If we are to discuss the Czech national revival, we must bear in mind the general social and cultural dynamics that went into the formation of modern nations and nation states. We must refocus on what is common to the Czech national revival and other national-awakening movements in modern Europe and elsewhere in the world. We cannot simply repeat, parrot-fashion, pedagogical paradigms or, even worse, political science’s rhetoric on Czech history, abounding with searches for a “basic formula for Czech history”, “the historical contribution of Czech politics” and its “historical flashpoints”. Such endlessly rehashed banalities, typically accompanied by allusions to the “European dimension” or “Czech crisis”, only confirm the poverty of Czech political science. Instead, let’s try to understand the Czech national revival as one of many historical streams of modern society’s general penchant for creating a highly standardised and homogeneous culture, in which successful efforts to save and codify Czech as a self-standing language eventually – courtesy of historical and political circumstances – resulted in the emergence of an independent state.

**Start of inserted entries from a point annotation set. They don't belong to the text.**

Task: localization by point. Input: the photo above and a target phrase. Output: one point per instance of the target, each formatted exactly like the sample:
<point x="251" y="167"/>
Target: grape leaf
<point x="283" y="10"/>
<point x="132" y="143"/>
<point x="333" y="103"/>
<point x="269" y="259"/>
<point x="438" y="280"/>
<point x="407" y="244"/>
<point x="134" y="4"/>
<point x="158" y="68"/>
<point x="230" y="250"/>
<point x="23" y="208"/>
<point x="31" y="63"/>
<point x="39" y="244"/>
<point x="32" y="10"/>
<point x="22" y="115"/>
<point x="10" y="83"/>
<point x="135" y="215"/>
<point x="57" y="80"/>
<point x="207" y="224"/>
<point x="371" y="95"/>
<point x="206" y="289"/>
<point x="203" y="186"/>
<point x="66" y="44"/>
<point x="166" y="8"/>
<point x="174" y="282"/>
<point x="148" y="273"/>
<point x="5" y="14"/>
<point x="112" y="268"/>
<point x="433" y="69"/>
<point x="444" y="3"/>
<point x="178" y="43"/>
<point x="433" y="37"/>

The initial period of the national revival is usually taken to mean the years from 1770 to 1805. This is the time of Kramerius and his periodicals Krameriovy císařsko-královské vlastenecké noviny and Pražské noviny, as well as the emergence of Czech theatre, which started out at the Kotzen Theatre in 1781, with the Estates Theatre subsequently performing in Czech from 1783. How would you characterise this period?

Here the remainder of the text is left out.